Wednesday, December 7, 2016

Observations of a Librarian in the 21st Century

Wow...can't believe we are already sixteen (nearly seventeen) years into the 21st century!  Do you remember saying something in high school like, "When it's 2015 I'll be (fill in the blank) years old!" Education is changing to adapt, and so is the pedagogy.  And it's all because society and culture impact teens today so much more differently than ever before.  With that in mind, I came up with some things I believe a 21st century library should be aware of.

1. Teens are connected, and so are adults

via GIPHY
Walk down any hall of a high school and you'll see cell phones, laptops, tablets, and headphones galore! Make sure libraries are connected as well.  This is now the standard norm, so libraries should not only be book driven, but device and peripheral driven too. 



2. Learning is done more through video than ever before

via GIPHY
Youtube, TedTalks, MOOCs...watching and learning are more accepted than ever before.  When most new web tools have intro videos, take advantage of it.  Create screencasts to "teach" students.  Being visible is now done in front a camera and libraries should put themselves in the spotlight.



3. Reading preferences guide people and libraries.

via GIPHY
Some like e-books, some like hardcopy.  Paperbacks, hard copy, newspapers, magazines.  Kindle, Nook, Overdrive, Follett, Netgalley, Edelweiss, and sites for fan fiction are diverse, but they have one thing in common - people who read use them for pleasure, and academic pursuits.  And it make libraries re-think the concept of shelf space.




4. The virtual world is a lot larger than the physical one.

via GIPHY
 We don't live in a world where teens get home, eat a snack and do their homework.  It's now more like get home, eat something, binge watch Neflix, check Snapchat or Twitter, then do homework...at midnight...or later.  Make sure the library can meet them there.  Create an online presence ASAP!




5. Handwriting is old school.  Keep that in mind when you're creating signage

via GIPHY
There are actually teens out there who only know how to write their name in cursive because of documents.  Sigh.... And if that's the case, you know they can't read it.  So make sure that if the library has displays, signage, or posters, that they use a font that to reach all users. Be cursive aware!


6. Social Media is the new telephone



via GIPHY

Personal landlines are passe.  Teens today may not understand how a pay phone works, much less a party line.  They communicate en masse with social media.  And when they "talk" to each other it's through text.  Calling someone? That's ancient! Leverage these for the library so teens can communicate their way, making the library easier to access.

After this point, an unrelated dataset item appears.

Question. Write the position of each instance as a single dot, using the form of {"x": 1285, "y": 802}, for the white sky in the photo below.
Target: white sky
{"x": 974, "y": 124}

7. There is significant relationship building happening online.


via GIPHY
 Just when you thought you knew it all, catfishing for teens has taken on a completely new meaning.  Relationships of all kinds begin online and then can become face-to-face.  From using Remind for classes or Groupme for people with similar interests, there are ways libraries can create an online academic relationship with students.




8. Teens have an entrepreneurial spirit.

via GIPHY
 Interesting fact: the founders of Facebook, Twitter and Snapchat's average age is TWENTY-TWO.  Don't underestimate the genius of teens.  They are changing our future.  Heck they even created a new language adults had to learn - emoji, which began in the late 1990's and now has over 800 characters used in countless devices.

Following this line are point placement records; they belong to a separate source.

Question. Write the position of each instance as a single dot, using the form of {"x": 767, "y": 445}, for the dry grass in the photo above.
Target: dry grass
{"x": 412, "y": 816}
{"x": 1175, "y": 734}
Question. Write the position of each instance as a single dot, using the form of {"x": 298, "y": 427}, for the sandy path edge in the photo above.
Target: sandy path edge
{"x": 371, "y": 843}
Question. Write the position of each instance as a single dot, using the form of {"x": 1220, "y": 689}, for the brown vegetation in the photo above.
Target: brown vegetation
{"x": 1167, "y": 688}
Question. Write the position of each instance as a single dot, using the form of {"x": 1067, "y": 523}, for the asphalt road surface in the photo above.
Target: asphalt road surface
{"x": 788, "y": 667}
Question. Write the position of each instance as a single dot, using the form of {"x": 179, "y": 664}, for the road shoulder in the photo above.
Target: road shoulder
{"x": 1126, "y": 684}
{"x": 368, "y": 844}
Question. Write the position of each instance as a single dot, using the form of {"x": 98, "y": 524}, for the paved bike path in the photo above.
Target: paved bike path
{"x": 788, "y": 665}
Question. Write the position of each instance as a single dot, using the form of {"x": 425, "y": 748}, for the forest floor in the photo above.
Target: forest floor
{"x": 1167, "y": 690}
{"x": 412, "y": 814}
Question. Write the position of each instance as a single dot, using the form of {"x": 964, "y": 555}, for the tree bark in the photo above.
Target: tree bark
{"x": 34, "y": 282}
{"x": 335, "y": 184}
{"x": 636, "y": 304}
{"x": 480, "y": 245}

9. Teaching is not about lecture, but a participatory culture

via GIPHY
It's one thing to talk to teens, but it completely morphs when teens talk, create, and group together to learn.  Make the library that place where teens are learning in all sorts of ways.  If we are worried about their interaction with people because of their obsession with devices, participatory culture MUST happen. 

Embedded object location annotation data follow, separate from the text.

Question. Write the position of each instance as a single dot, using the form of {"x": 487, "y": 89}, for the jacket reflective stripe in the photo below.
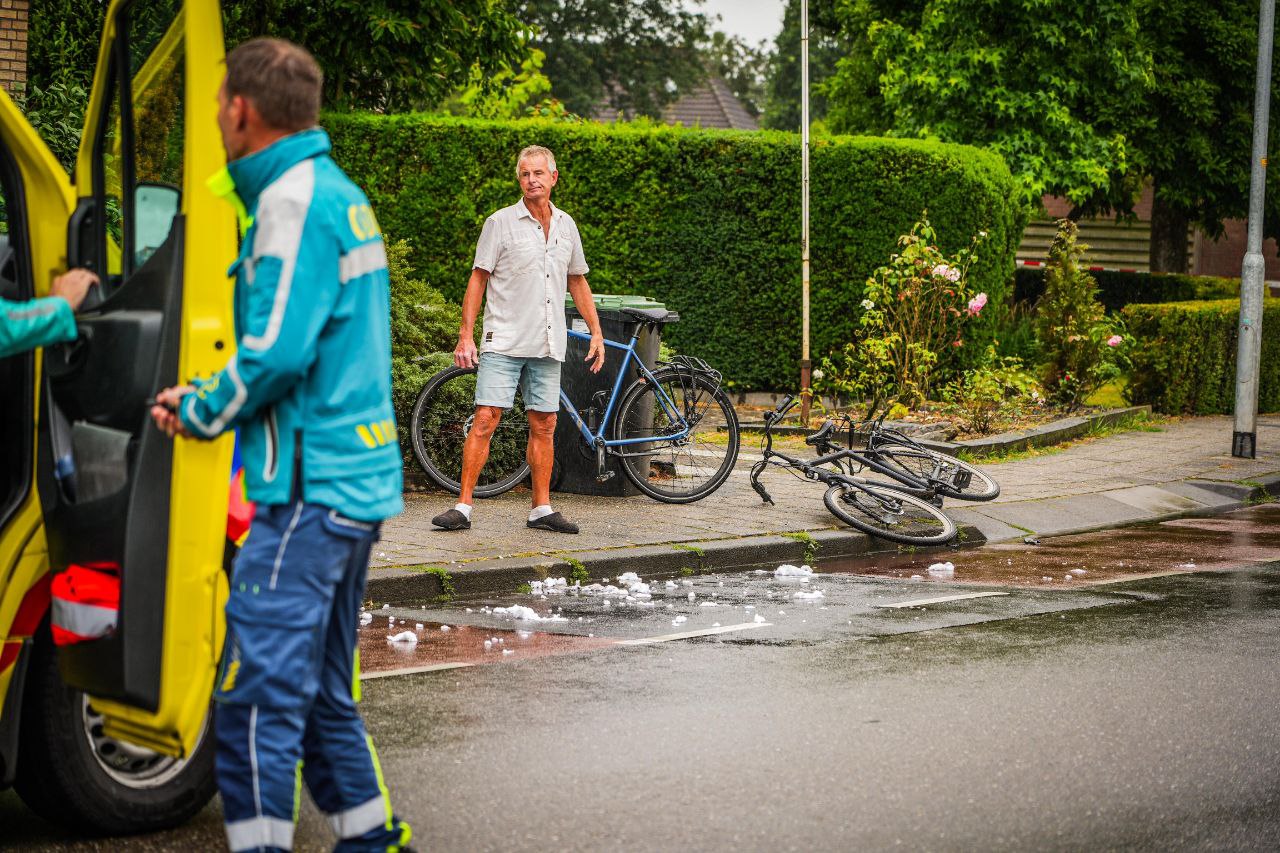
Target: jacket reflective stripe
{"x": 85, "y": 620}
{"x": 279, "y": 235}
{"x": 361, "y": 819}
{"x": 361, "y": 260}
{"x": 256, "y": 833}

10. Libraries should not just have books....they should have a whole lot more

via GIPHY

And I'm not talking about computers (although that would be nice!) Think about things that could be checked out to patrons that are out of the norm.  How about gardening tools?  Anyone love to bake? Crafters could always use knitting needs and crochet hooks.  Sports equipment doesn't always have to belong in the gym and budding artists can save money by checking out brushes. JACKPOT!

3 comments:

SEMS Library Lady said...

I love this, Naomi! If I have time with a class, I'm going to discuss it with them (sad that we have so little time with students, but another reality of 21st century education.)

Mary

jdlaboon said...

Great post! Thanks for keeping us all thinking about our work!

Barbara R. Paciotti said...

Such a great post, Naomi. Thanks for giving us the big picture in manageable bits & pieces--you are so good at this!